Wie praktisch alle Staatschefs im Nahen Osten und Nordafrika sieht sich Zein al-Abidine Ben Ali einer islamistischen Opposition gegenüber, die anders als etwa in Marokko, Ägypten oder Jordanien jedoch kaum öffentlich in Erscheinung treten kann. Die wichtigste Gruppierung ist die "Bewegung der Wiedergeburt" an-Nahda. Die Partei ist seit 1991 offiziell verboten, lehnt aber Gewalt als Mittel zur Durchsetzung ihrer Ziele ab. Über ihren Rückhalt in der Bevölkerung lassen sich keine gesicherten Aussagen treffen.
Daneben macht auch der islamistische Terrorismus vor Tunesien nicht Halt. Bei einem Anschlag auf die al-Ghriba Synagoge auf der Urlaubsinsel Djerba wurden am 11.April 2002 21 Menschen getötet, unter ihnen 14 deutsche Touristen, als der Attentäter Nizar Nawar mit einem Tanklaster in das Gebäude raste. Anfang des Jahres wurden bei mehreren Schusswechseln zwischen Sicherhietskräften und mutmaßlichen Islamisten 14 Menschen getötet. Die Männer sollen offenbar von der in Algerien operierenden Salafistischen Gruppe für Predigt und Kampf (GSPC) beeinflusst worden sein.

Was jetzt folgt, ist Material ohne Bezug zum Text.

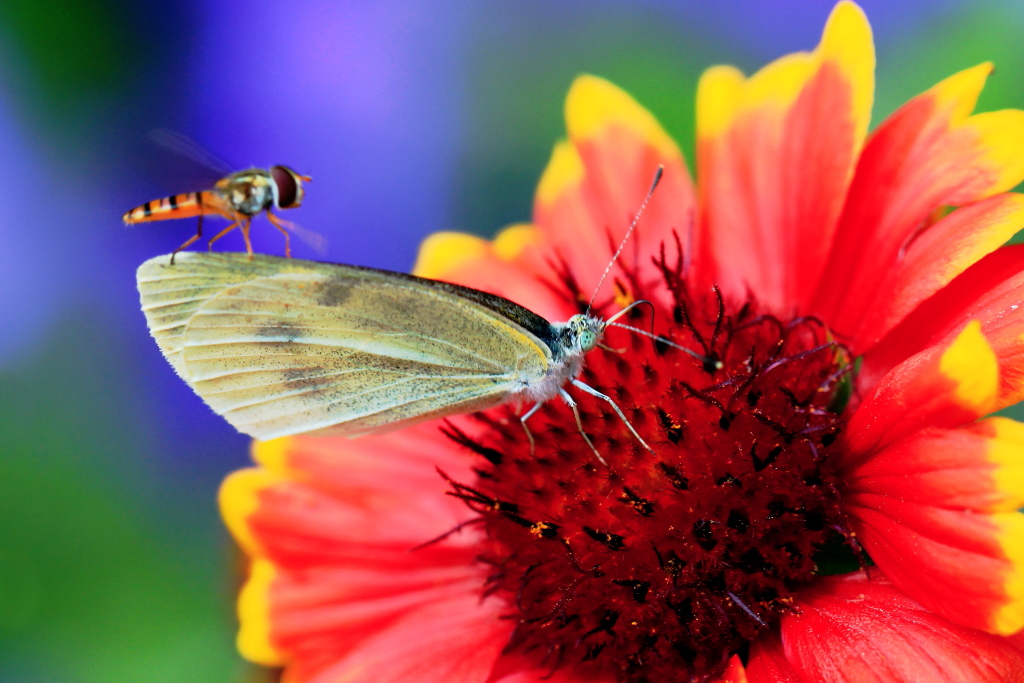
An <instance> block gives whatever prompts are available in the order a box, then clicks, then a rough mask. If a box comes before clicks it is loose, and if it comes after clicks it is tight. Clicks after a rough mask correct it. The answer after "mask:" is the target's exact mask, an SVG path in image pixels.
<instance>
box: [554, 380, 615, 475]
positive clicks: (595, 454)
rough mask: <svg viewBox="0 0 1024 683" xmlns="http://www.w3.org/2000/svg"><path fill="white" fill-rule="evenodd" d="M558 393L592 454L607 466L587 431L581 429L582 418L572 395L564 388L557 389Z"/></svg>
mask: <svg viewBox="0 0 1024 683" xmlns="http://www.w3.org/2000/svg"><path fill="white" fill-rule="evenodd" d="M558 393H559V395H561V397H562V400H564V401H565V403H566V404H567V405H568V407H569V408H571V409H572V415H573V416H574V417H575V419H577V427H578V428H579V429H580V434H581V435H583V440H585V441H587V445H589V446H590V450H591V451H593V452H594V455H595V456H597V459H598V460H600V461H601V464H602V465H604V466H605V467H607V466H608V463H607V462H606V461H605V460H604V458H602V457H601V454H600V453H598V451H597V447H595V446H594V442H593V441H591V440H590V437H589V436H587V432H585V431H584V429H583V420H581V419H580V410H579V409H578V408H577V407H575V401H574V400H572V396H570V395H569V392H568V391H566V390H565V389H559V390H558Z"/></svg>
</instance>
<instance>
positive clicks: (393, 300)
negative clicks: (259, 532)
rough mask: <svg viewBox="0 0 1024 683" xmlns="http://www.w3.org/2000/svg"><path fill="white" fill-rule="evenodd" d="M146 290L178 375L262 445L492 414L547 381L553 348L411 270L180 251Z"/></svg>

Auch vor diesem Hintergrund präsentiert sich der mittlerweile 71-jährige Ben Ali als Garant für Stabilität und Sicherheit. Es gilt als sicher, dass er sich bei den nächsten Wahlen 2009 im Amt bestätigen lassen wird. Um seine Macht zu sichern hat er in der Vergangenheit bereits zwei Mal die Verfassung ändern lassen. 1998 wurde die Anzahl der möglichen Legislaturperioden des Staatschefs auf 3 erhöht, 2002 gar auf 5. Bei den letzten Präsidentenwahlen 2004, die kaum demokratische Standards erfüllten, errang Ben Ali trotz mehrerer Gegenkandidaten fast 95% der Stimmen.